A widespread unconformity that shows locally strong relief separates Lower Cretaceous strata from all older rocks. In southeastern Arizona, this unconformity places the Glance Conglomerate, the basal formation of the Lower Cretaceous Bisbee Group, on rocks ranging in age from Jurassic to Precambrian. The Glance Conglomerate represents the proximal facies of alluvial fan systems that rimmed local fault-block mountain ranges and basins bounded on at least one side by northwest or west-northwest-trending normal faults.
Overlying and intertonguing laterally with the Glance is the Morita Formation, a thick sequence of nonmarine clastics, predominantly fluvial mid-to distal-fan and basin fill sediments. This grades vertically into the shallow marine Mural Limestone of Aptian-Albian age which contains carbonate banks and patch reefs and represents the northwesternmost incursion of marine waters which transgressed northwestward from the Chihuahua trough. These marine rocks are in turn buried by a regressive facies composed of deltaic and fluvial sandstones and siltstones of the Cintura Formation.
Equivalent strata in central and southwestern Arizona are nonmarine clastic rocks which suggest that the sea did not transgress those areas. Correlative rocks in southwestern New Mexico and northern Mexico suggest that the marine basin deepened to the east and southeast where marine sedimentation continued in the Chihuahua trough.

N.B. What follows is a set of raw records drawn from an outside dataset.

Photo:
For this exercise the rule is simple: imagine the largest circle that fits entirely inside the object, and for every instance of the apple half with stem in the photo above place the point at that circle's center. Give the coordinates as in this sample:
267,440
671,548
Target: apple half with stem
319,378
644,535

During Bisbee Group deposition, east dipping subduction with associated arc volcanism existed 200-300 km to the southwest along the west coast of North America. This places the report region in a backarc tectonic setting characterized by northeast-southwest oriented extension. Volcanic rocks of arc association become increasingly abundant in the Lower Cretaceous section to the west and southwest. By Late Cretaceous time, the locus of arc magmatism had migrated northeastward into the region, causing the Laramide orogeny with a new tectonic setting of northeast-southwest oriented compression which uplifted and deformed the Bisbee Basin strata.